Tacitly referencing the band’s history with its title as it brushes the cobwebs off beloved sonic signatures, From Zero is wisely, almost self-consciously balanced. “Two Faced” and “IGYEIH” are both period pieces, the former embracing the 1999 sound — serrated start-stop riffs, percussive rap verses, and misanthropic shouts jousting with scratches during the breakdown — and the latter revisiting the impossibly catchy 2004 iteration. “The Emptiness Machine” and “Cut the Bridge” revisit the skate-punk airs that peppered 2007’s Minutes to Midnight. The poppy, divisive One More Light sound resurfaces for “Overflow” and “Stained,” where Shinoda sings and raps like one of his genre-hybridizing successors while guitars swell instead of stab.
Armstrong brings rewarding tension to an established compositional squad bear hugging its pet sounds. Her lyrics tap into frustrations in relationships without narrative hand-holding. The grit effected in noisy vocal performances vanishes in a clean tone that’s more ephemeral than that of her predecessor. The haunting quiet of “Overflow” feels less forced than the bristlier Punk Goes Pop dynamics nagging the airier Light songs; the slick, belting choruses of “Stained” and “Two Faced” suggest a dark-pop pathway available to a singer like Katy Perry in the future. From Zero is aware of the pliability of alternative as a concept in the era where Billie Eilish records occupy the same genre charts as the Foo Fighters, and Nick Cave and Clairo are vying for the same Grammy. Trouble spots arise as songs lean tackily into nostalgia. “Cut the Bridge” is too thirsty for a sip of the glory of Midnight’s “What I’ve Done” and “Bleed It Out,” and “Casualty” grates, simulating the angular aggression of 2014’s The Hunting Party. The gruff verses in the latter still convey the sense that Shinoda thrives with an alternatingly coarser and softer vocal counterpart.

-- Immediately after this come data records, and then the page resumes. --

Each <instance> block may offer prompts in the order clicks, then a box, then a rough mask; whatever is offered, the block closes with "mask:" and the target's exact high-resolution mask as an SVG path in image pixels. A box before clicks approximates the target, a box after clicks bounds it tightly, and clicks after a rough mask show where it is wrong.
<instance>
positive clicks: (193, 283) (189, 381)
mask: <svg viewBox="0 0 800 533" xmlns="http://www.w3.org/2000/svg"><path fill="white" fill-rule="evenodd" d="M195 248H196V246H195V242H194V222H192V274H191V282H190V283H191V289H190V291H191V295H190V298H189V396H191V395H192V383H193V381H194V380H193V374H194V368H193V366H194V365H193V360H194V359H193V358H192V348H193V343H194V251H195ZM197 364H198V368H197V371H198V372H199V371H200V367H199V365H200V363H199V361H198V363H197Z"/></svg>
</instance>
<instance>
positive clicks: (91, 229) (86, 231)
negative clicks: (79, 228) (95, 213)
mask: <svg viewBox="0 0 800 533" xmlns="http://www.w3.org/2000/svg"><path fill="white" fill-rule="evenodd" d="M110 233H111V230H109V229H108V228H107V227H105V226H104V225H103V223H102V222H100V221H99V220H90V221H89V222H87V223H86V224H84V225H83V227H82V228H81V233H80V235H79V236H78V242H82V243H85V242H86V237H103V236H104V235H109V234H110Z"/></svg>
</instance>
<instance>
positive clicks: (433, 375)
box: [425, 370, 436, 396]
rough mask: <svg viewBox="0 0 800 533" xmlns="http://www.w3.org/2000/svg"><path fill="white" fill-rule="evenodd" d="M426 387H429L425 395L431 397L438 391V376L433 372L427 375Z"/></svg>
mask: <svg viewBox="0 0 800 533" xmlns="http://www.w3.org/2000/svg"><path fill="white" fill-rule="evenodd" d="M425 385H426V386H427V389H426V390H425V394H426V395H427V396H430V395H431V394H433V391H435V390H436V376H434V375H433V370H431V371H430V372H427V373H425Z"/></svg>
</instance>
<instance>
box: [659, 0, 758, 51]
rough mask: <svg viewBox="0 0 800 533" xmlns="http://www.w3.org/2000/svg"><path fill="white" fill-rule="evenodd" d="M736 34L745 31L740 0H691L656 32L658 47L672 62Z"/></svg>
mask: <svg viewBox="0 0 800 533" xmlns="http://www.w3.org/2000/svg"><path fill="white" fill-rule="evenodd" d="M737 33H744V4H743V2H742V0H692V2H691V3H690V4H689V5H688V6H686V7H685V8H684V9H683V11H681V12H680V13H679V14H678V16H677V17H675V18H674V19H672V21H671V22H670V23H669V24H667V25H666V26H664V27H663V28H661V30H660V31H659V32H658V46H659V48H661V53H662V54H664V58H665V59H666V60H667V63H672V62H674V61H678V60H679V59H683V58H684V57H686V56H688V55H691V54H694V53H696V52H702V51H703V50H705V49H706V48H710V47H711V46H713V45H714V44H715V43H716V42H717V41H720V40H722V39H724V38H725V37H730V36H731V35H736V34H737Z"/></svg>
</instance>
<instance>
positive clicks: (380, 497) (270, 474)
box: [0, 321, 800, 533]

The effort that went into threading appeals to apologists for every era of Linkin Park across From Zero makes the points that haven’t been addressed stand out. It’s like no one wanted to say anything that will derail the good vibes, and it sucks that a haze of nose-crinkling lore and unanswered questions preceded songs like “IGYEIH” and “Two Faced,” perfect blasts of aughts-era sports-game soundtrack abrasiveness. But to love a band is to understand it as a web of intersecting interests. To want the best for Linkin Park is to see Shinoda, Hahn, and bassist Phoenix fulfilled; to appreciate the needs of non-touring guitarist Brad Delson and the wish of original drummer Rob Bourdon to leave kit duties behind; and to make sure Emily Armstrong and Colin Brittain get a fair shake while protecting Bennington’s memory and next of kin. You can’t keep everyone on the same page forever; you can strive to make grace a bottom line. Maybe there was never a path to reviving Linkin Park that wouldn’t get mired in a thicket of alternatingly reasoned and conspiratorial tiffs and accusations at one point or another. But one wonders whether as many people would be thrown off if the band eased off the gas in the sharper turns they made on a road to reinvention.